Sir

Your recent Editorial (Nature 439, 117–118; 2006) bemoans the recurring subject of ethics and fraud in scientific research. I contend that many journals contribute to the prevalence of bad science, because, when the fundamental observation that led to the original publication cannot be reproduced, it is nearly impossible to publish a paper documenting this. Hence, controversies persist in the literature over many years, simply because the corrected story either is never published, or is not published as prominently as the initial paper.

True, there is an extensive specialist literature where ambiguous or conflicting results can be addressed in detail, but the readership is limited. Some journals, such as Nature, have mechanisms for publishing technical comments on published research (Brief Communications Arising: online only; see http://www.nature.com/nature/authors/gta/briefcomms.html#a2), but these are few in number and must adhere to strict criteria.

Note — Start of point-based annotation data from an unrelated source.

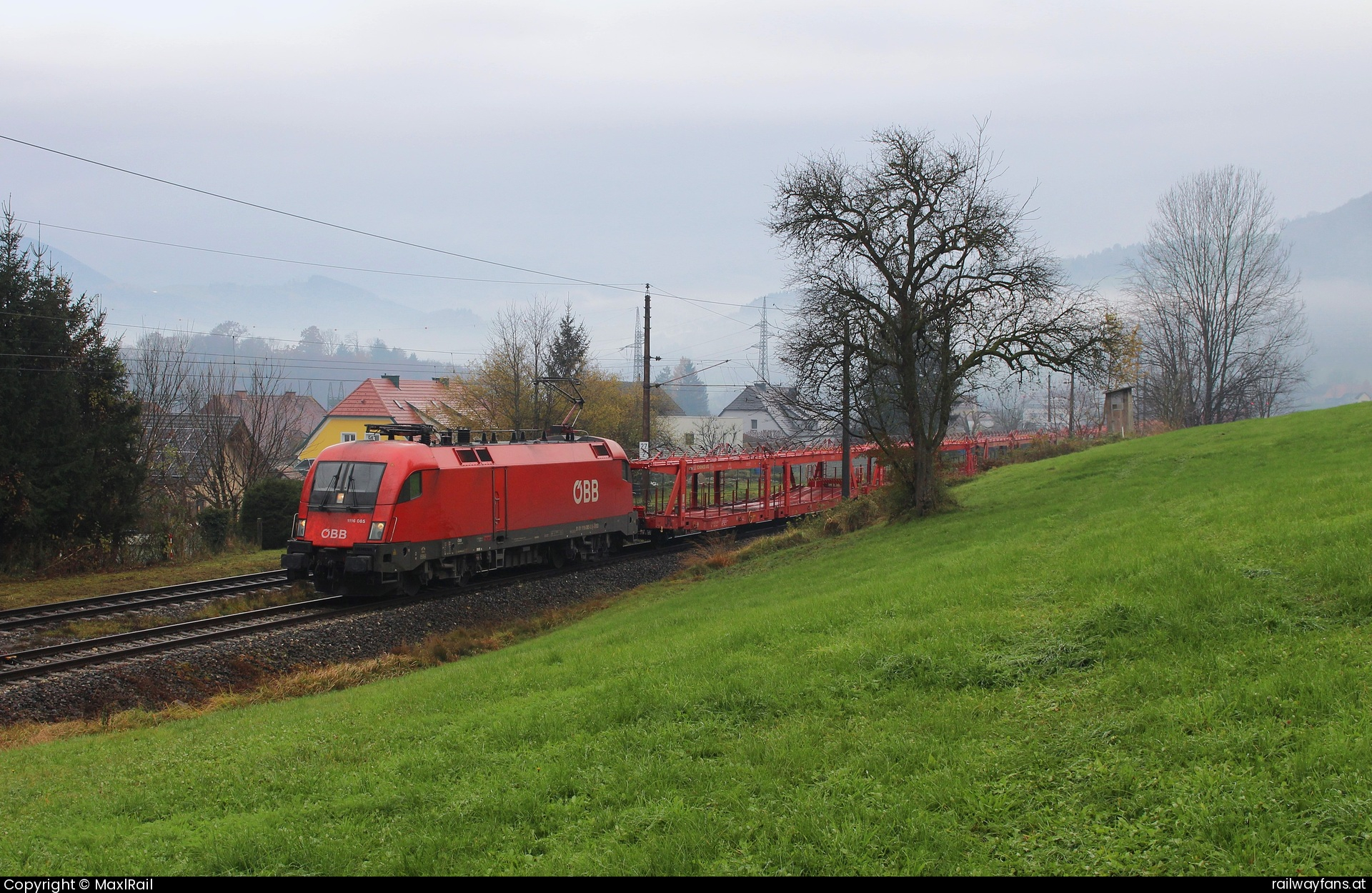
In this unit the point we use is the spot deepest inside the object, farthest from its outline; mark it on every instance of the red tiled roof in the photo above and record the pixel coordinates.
(382, 398)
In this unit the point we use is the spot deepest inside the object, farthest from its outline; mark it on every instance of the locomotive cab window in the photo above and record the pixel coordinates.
(412, 487)
(346, 486)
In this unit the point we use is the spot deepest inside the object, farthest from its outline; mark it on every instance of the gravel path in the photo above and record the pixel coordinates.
(195, 672)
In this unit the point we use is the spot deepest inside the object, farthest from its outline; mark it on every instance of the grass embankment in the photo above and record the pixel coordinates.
(22, 593)
(1151, 656)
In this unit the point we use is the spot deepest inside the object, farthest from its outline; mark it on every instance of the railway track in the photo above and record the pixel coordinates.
(122, 645)
(119, 602)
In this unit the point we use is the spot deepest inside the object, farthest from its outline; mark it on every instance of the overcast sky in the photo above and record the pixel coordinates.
(640, 141)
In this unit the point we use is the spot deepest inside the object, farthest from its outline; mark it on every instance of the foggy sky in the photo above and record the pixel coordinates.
(629, 141)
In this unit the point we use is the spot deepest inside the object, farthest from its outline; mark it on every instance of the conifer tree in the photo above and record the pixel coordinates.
(69, 471)
(571, 347)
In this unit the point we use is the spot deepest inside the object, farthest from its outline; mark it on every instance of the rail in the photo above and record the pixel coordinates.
(96, 605)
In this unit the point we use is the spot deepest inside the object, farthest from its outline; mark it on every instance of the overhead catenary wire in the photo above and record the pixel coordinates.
(261, 257)
(353, 229)
(314, 220)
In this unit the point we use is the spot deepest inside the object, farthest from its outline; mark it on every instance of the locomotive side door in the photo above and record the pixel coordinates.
(499, 504)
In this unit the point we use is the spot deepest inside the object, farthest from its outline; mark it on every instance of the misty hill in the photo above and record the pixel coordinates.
(280, 310)
(1333, 253)
(1324, 246)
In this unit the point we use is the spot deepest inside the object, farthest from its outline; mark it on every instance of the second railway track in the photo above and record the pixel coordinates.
(110, 648)
(137, 600)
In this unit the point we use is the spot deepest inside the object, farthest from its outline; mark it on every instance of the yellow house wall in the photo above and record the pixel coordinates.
(331, 431)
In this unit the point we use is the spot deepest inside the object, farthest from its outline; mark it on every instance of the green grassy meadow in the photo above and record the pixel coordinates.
(1148, 657)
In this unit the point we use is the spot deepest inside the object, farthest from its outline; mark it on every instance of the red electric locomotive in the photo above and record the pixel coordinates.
(417, 507)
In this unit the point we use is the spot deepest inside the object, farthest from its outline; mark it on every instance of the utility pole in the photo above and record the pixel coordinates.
(762, 344)
(638, 339)
(847, 411)
(648, 383)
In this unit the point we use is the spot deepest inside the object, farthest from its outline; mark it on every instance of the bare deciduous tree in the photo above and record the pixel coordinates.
(920, 269)
(1223, 331)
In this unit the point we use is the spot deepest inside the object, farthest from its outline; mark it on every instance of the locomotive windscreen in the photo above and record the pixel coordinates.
(346, 484)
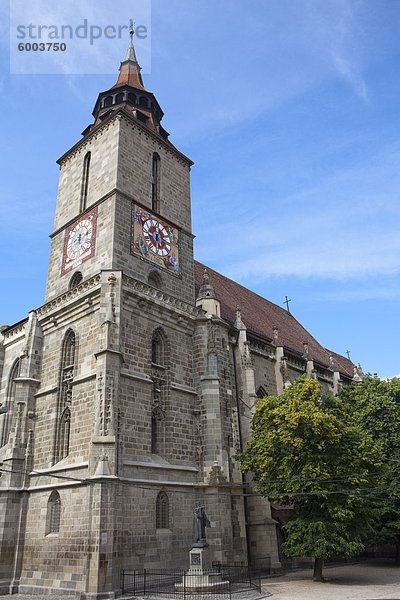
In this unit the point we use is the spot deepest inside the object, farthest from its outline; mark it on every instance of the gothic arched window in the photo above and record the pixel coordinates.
(53, 515)
(162, 511)
(155, 280)
(6, 418)
(85, 181)
(155, 186)
(261, 393)
(157, 431)
(66, 377)
(65, 426)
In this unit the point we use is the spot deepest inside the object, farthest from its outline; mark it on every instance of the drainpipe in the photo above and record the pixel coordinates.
(245, 506)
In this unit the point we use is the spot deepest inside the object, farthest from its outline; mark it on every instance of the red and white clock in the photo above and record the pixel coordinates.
(154, 240)
(80, 241)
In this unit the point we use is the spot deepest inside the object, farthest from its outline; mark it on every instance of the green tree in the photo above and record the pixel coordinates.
(306, 449)
(375, 404)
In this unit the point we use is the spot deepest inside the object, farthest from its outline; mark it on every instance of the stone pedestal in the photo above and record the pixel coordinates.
(201, 577)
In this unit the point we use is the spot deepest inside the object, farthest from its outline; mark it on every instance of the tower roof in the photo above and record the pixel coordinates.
(130, 94)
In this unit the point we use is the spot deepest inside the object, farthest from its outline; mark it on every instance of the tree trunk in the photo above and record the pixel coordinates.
(318, 566)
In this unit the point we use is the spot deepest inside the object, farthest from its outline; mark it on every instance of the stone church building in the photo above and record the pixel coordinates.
(127, 394)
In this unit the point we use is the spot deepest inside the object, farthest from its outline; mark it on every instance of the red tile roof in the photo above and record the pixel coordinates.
(260, 317)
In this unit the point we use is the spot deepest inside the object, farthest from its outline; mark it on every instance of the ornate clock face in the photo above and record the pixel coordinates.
(156, 237)
(155, 240)
(80, 240)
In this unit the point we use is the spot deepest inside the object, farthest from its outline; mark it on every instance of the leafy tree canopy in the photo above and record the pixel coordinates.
(375, 404)
(307, 450)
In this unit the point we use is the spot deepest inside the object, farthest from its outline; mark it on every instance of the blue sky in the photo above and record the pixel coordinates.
(290, 110)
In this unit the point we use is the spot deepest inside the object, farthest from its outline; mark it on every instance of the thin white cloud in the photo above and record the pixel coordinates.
(339, 33)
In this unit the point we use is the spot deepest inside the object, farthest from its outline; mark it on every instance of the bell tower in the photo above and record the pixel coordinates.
(124, 196)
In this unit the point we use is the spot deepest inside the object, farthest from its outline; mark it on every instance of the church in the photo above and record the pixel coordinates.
(126, 396)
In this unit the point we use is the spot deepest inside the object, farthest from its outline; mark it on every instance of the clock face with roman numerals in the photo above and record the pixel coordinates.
(155, 240)
(156, 237)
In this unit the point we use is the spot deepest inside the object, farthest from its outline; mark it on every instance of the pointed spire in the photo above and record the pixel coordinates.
(131, 54)
(129, 71)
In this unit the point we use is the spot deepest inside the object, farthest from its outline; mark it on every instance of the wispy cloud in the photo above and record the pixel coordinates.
(339, 33)
(345, 227)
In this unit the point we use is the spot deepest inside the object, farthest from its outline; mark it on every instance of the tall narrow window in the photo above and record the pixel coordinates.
(53, 516)
(65, 424)
(162, 511)
(85, 181)
(6, 418)
(157, 347)
(159, 374)
(157, 431)
(155, 188)
(65, 397)
(261, 393)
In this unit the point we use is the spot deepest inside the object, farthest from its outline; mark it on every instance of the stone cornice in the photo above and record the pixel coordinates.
(118, 115)
(158, 296)
(66, 297)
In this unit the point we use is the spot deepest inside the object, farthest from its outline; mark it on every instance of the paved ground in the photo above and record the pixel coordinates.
(363, 581)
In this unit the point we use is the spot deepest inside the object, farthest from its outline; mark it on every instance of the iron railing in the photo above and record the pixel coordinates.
(219, 582)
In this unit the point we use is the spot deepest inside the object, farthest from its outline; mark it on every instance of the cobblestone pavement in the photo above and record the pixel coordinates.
(365, 581)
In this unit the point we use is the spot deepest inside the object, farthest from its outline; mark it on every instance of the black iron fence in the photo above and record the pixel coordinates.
(219, 582)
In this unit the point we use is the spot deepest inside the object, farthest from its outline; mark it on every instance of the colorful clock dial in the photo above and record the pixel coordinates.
(156, 237)
(154, 240)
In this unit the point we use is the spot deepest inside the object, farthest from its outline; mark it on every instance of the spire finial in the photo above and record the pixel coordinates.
(131, 55)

Reviewers of contradictory results often ask that the authors explain how the original authors could have obtained their results. To quote a recent rejection letter, “an adequate explanation for the apparent contradictory findings is not provided”. Certainly, speculative explanations can be offered for some kinds of experimental differences. But it is never possible to prove how another lab obtained data that cannot be reproduced. One can only be certain of one's own data. This demand for explanation creates serious problems in the case of scientific fraud. In a minor case, the original authors may have fudged one small set of data to ‘prove’ their theory. In a more serious case, fundamental observations cannot be reproduced. Whether this irreproducibility is due to outright fraud, scientific incompetence or some combination cannot be determined by the authors who try to reproduce the result and fail.

Another often-made request of reviewers is that the original experiments be reproduced exactly. This sounds reasonable but, in fact, can become an absurd burden. Even if the methods section were complete and accurate, one can never say with certainty that one has reproduced the experimental conditions precisely. Instead, the appropriate approach is to design experiments to test the conclusions of the original paper. If these conclusions are disproved, then the details of how they were arrived at are not relevant.

Of course, a contradictory paper should be held to a higher standard than was the paper it refutes. But all journals must endeavour to correct errors, or those who perpetrate scientific misconduct (not necessarily outright fraud) will be rewarded, and those who try to correct wrong hypotheses in the proper hegelian manner — thesis, antithesis, synthesis — will be punished.